Janet was divorced a few years later. She worked in retail, specializing in women's and girls' fashions. She worked for Hattie Carnegie, and was also a buyer in department stores. She may have had her own business or shop for a while, too. At some point, she worked as a fashion editor for Glamour magazine. I believe she divided her time between New York and Boston, where her mother lived alone in the family house. Below, inexplicably, is a photo of Janet modeling a lace gown in 1940, which ran in papers around the country via the Associated Press.

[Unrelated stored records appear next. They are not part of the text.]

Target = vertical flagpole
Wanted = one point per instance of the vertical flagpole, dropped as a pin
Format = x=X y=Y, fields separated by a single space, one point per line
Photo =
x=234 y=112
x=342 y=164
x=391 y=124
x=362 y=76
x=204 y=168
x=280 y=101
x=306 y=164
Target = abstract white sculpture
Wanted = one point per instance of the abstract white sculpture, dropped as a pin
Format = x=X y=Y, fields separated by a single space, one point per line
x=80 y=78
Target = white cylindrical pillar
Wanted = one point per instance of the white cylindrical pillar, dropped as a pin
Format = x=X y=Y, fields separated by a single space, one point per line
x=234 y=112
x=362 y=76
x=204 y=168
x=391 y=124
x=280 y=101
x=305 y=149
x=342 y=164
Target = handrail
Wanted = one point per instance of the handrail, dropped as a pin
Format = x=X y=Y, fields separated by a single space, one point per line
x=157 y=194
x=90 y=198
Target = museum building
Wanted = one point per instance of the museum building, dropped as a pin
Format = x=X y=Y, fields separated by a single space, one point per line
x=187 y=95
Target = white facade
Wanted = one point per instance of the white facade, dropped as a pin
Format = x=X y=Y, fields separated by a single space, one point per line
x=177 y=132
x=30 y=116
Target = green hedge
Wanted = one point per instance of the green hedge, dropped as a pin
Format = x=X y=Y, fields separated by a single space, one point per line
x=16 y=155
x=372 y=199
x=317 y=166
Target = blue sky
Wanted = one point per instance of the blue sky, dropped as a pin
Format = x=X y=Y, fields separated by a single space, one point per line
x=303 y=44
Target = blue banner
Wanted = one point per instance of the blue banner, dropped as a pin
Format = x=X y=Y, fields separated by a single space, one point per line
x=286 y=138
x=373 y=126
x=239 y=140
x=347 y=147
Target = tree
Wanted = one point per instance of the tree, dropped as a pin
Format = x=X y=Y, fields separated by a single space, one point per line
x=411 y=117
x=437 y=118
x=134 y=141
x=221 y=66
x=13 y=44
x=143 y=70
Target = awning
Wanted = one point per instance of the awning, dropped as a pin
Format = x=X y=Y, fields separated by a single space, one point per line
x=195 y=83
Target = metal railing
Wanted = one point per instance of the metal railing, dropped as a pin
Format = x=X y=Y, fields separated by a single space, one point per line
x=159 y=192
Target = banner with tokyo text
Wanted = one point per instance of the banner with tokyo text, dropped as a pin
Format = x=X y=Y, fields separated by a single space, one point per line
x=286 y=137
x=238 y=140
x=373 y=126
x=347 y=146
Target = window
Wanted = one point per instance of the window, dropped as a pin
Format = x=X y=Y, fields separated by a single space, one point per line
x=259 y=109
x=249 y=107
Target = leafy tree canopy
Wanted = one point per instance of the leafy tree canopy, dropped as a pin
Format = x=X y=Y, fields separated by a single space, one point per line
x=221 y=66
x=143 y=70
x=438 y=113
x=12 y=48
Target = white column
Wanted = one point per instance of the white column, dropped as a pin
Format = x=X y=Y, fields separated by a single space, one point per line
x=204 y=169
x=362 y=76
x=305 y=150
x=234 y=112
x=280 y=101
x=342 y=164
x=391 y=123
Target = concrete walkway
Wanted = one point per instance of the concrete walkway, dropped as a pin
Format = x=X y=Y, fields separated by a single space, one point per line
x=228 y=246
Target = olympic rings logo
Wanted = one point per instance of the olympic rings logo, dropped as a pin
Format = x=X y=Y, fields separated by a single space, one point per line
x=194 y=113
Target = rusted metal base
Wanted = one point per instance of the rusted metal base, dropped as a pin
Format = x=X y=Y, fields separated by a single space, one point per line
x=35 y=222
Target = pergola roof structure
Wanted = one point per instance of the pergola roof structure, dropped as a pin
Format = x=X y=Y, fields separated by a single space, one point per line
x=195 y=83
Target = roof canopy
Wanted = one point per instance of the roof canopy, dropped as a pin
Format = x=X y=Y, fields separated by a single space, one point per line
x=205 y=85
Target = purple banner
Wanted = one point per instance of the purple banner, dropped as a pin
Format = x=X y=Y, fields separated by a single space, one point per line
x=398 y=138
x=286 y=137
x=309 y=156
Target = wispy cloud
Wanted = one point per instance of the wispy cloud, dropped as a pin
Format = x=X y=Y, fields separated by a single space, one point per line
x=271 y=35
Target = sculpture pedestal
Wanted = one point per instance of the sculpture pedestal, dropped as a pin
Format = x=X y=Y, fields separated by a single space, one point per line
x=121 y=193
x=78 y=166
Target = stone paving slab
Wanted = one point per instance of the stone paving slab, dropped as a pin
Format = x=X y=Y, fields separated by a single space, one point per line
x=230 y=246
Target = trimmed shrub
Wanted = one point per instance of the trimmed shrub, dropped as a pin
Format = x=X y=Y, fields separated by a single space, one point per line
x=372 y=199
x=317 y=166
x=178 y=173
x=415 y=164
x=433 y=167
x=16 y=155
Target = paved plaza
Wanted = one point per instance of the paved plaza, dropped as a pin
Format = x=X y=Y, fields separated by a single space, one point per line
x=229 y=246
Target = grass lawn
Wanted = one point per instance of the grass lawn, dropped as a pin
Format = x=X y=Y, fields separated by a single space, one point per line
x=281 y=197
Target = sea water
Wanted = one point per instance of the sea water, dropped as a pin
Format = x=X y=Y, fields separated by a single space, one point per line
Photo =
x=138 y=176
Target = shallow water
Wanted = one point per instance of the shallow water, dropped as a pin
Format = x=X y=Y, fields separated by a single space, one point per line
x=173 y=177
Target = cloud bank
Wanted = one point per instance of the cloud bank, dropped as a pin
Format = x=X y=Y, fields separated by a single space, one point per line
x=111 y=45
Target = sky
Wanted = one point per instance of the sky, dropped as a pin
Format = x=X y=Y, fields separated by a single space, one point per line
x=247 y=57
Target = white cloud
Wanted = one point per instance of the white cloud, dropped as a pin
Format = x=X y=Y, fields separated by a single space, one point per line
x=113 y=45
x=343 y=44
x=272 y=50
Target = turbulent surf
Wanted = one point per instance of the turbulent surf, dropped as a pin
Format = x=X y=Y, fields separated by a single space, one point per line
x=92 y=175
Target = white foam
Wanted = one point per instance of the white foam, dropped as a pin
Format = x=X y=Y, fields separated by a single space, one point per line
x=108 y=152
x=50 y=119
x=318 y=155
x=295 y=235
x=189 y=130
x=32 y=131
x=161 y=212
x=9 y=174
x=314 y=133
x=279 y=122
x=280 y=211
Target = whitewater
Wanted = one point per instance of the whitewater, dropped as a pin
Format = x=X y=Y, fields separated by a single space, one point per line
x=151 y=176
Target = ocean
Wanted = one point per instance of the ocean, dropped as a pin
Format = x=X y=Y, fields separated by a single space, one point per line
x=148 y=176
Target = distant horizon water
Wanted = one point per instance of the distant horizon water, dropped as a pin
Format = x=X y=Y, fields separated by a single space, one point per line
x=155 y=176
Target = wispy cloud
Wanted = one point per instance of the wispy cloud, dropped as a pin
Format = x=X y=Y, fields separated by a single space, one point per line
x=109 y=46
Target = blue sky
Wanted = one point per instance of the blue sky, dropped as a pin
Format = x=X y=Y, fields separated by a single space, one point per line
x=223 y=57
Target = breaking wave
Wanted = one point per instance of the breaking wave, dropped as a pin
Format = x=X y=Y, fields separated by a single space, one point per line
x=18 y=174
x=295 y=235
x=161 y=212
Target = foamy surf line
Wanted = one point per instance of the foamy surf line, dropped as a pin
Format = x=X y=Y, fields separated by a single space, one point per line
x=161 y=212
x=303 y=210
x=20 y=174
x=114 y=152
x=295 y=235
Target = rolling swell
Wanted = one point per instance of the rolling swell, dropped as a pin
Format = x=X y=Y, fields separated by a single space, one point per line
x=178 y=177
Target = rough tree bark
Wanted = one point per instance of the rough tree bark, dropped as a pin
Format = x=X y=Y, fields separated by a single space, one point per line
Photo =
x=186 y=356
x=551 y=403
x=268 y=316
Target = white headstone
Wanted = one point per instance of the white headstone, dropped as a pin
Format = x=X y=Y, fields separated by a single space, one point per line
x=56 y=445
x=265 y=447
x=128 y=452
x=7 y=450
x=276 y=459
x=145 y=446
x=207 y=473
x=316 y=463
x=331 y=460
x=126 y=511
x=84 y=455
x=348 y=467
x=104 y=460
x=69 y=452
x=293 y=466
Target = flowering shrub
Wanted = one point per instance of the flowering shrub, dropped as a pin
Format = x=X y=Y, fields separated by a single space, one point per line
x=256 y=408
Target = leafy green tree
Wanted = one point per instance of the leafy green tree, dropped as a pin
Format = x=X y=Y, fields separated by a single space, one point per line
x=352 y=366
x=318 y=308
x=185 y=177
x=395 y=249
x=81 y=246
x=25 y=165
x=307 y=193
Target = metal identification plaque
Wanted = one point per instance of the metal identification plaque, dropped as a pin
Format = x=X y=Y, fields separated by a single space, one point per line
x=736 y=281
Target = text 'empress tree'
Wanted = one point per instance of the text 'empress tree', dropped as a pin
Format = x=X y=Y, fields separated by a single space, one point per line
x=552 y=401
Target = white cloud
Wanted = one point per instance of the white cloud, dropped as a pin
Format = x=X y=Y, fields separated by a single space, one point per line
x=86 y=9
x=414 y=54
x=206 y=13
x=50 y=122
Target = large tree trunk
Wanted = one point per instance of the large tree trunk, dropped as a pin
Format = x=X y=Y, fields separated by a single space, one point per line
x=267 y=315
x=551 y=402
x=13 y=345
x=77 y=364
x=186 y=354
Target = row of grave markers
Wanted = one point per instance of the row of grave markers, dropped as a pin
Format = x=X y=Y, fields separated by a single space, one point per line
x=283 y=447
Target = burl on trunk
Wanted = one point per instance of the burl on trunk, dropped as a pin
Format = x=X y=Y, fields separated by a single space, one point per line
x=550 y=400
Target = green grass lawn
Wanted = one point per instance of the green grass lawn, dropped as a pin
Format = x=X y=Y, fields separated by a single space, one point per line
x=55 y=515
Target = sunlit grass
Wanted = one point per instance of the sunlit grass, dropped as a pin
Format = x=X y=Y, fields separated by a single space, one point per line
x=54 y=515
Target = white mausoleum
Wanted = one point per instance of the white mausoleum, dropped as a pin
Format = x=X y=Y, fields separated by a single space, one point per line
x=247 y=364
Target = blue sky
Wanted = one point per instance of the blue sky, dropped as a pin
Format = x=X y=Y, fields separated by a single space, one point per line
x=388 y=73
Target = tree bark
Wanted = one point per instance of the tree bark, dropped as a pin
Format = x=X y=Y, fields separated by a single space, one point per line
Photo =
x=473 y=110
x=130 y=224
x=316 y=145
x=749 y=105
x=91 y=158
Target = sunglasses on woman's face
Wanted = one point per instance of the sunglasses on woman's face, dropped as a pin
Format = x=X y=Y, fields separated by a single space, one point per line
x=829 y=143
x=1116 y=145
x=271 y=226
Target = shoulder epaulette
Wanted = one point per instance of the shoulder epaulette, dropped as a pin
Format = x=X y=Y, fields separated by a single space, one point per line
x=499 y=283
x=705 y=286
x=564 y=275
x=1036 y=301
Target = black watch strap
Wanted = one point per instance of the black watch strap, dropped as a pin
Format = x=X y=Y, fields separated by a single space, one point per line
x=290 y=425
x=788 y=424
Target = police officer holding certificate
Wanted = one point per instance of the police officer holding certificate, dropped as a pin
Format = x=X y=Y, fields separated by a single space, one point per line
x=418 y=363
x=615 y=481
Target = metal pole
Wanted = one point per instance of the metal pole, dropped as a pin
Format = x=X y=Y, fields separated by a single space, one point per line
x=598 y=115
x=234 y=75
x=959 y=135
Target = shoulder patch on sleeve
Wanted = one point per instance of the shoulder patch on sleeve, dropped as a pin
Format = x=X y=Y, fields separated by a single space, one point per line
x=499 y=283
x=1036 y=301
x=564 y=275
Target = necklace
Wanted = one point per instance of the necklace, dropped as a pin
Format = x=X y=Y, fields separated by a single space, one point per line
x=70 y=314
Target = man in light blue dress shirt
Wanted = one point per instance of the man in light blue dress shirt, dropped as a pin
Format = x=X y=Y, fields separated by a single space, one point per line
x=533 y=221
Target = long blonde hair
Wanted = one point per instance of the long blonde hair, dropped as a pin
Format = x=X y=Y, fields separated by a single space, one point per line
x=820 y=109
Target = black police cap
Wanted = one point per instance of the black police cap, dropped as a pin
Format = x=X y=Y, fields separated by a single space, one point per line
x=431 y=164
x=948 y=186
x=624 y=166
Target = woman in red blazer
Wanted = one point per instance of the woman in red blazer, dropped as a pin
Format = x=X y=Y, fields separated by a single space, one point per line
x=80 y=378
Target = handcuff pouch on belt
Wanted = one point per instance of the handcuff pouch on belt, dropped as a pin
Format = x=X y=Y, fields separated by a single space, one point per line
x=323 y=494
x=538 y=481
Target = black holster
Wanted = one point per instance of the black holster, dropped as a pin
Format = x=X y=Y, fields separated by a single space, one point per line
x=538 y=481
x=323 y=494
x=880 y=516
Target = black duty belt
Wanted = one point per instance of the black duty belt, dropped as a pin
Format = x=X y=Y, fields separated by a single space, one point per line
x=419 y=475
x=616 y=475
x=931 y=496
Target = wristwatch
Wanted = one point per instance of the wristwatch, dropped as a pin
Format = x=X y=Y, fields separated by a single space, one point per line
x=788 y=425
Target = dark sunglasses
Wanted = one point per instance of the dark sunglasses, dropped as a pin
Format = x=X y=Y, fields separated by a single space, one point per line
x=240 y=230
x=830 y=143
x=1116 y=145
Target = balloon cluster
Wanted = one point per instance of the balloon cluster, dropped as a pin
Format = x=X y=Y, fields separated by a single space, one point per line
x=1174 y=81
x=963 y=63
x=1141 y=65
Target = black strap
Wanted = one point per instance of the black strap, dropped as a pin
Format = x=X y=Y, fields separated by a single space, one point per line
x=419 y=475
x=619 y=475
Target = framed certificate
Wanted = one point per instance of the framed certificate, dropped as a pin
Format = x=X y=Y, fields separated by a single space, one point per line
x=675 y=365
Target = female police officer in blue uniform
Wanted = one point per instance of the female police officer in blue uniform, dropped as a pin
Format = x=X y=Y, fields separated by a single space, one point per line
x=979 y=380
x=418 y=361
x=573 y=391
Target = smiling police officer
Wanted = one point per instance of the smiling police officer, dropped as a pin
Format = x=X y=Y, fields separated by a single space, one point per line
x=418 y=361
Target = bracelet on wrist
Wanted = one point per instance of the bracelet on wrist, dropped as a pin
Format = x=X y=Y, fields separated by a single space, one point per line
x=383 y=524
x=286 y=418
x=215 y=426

That's my last glimpse of her. In February 1945, she got married again, to Francis Hathaway Cummings, a Harvard lawyer with a good Boston pedigree. Her mother gave her away in marriage. And less than a year later, Janet died suddenly, in January 1946. She was 42. She was buried in Mount Auburn Cemetery. Her stone gives only her name and dates, with plenty of space above for another inscription. But her husband is buried elsewhere.
I can't help but wonder if she might rather have joined her parents, sister, and grandfather in the family niche in Mt. Auburn's Bigelow Chapel.
Happy birthday, Janet. Your story is not forgotten in the house where you were once a happy, beloved child.